Your articles are on the first page of Google, yet ChatGPT, Claude, or Perplexity do not cite them. The problem is not the content. The content is trapped in technical debt — and this can be paid off surprisingly quickly. The point in 20 seconds

More and more business leaders sit down with us and say the same sentence: “I asked ChatGPT who the best supplier in my market is — and it listed my competitors. Not me.”

The almost automatic reaction at this point is panic: surely the content is weak, we need twenty more blog posts. In reality, the content is often perfectly good. The problem is that AI physically cannot see part of the content. It does not rank it poorly — it simply cannot access it.

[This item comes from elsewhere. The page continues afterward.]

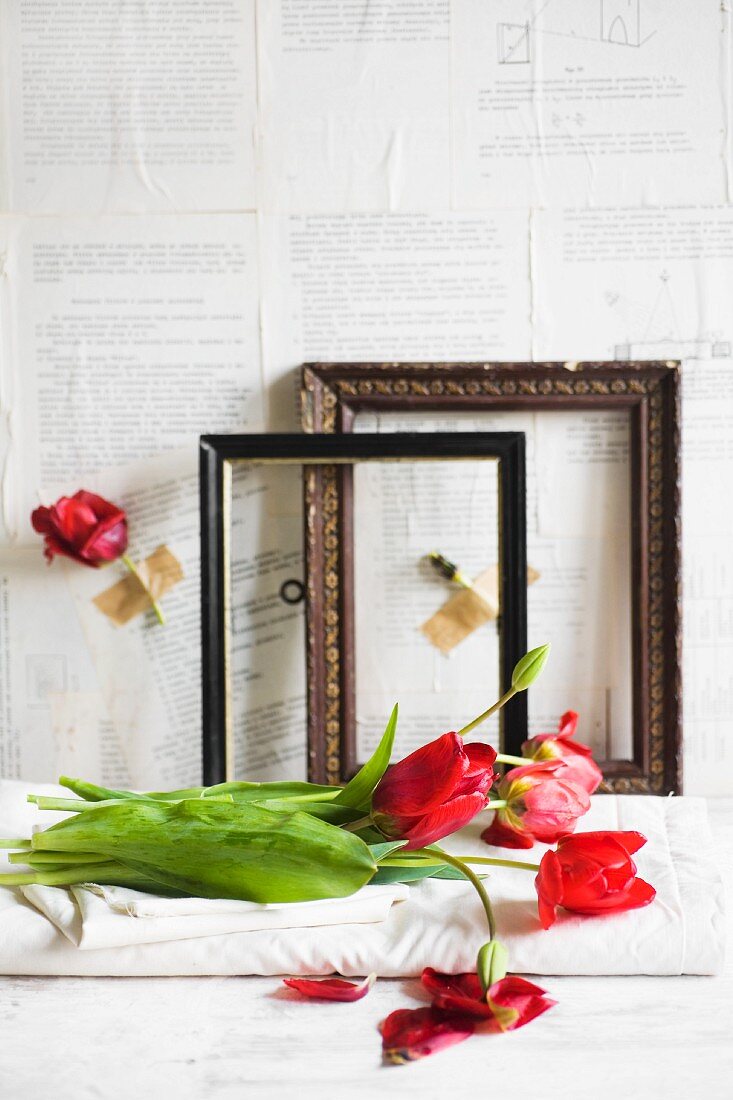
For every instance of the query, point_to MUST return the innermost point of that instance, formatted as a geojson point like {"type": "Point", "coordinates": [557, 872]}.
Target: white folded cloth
{"type": "Point", "coordinates": [112, 916]}
{"type": "Point", "coordinates": [441, 923]}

This is where the key concept most marketers miss comes in: technical data debt. This is the accumulated, invisible burden — JavaScript waiting to be rendered, locked documents, misconfigured access — that makes an otherwise excellent website appear as an empty space to generative search engines. The good news: this is not a creative problem, but an engineering problem, and therefore it can be solved.

Why does Google see something that ChatGPT does not?

Most misconceptions start here: “If Google can read my website, AI can too.” In 2026, this is simply not true, and the difference costs money.

Googlebot works with an advanced two-phase system: using a headless Chrome browser, it executes the page’s JavaScript, waits until the dynamic content loads, and only then indexes it. AI bots — GPTBot, ClaudeBot, PerplexityBot — do not do this. They download the raw HTML, read what is inside it, and move on. No rendering, no waiting, no second attempt.

A joint Vercel and MERJ analysis covering more than half a billion GPTBot requests was clear: zero evidence of JavaScript execution. Bots do download JS files from time to time — Claude’s crawler in nearly a quarter of requests, ChatGPT’s in roughly one tenth — but they never execute them. Anything that would appear only after the code runs does not exist for them.

CrawlerWhat it powersDoes it render JavaScript?
GooglebotGoogle Search, AI Overviews, GeminiYes (with delay)
BingbotBing, partly ChatGPT searchPartly
GPTBot / OAI-SearchBotChatGPTNo
ClaudeBotClaudeNo
PerplexityBotPerplexityNo

Source: Vercel & MERJ crawler analysis, plus independent technical SEO audits, 2026.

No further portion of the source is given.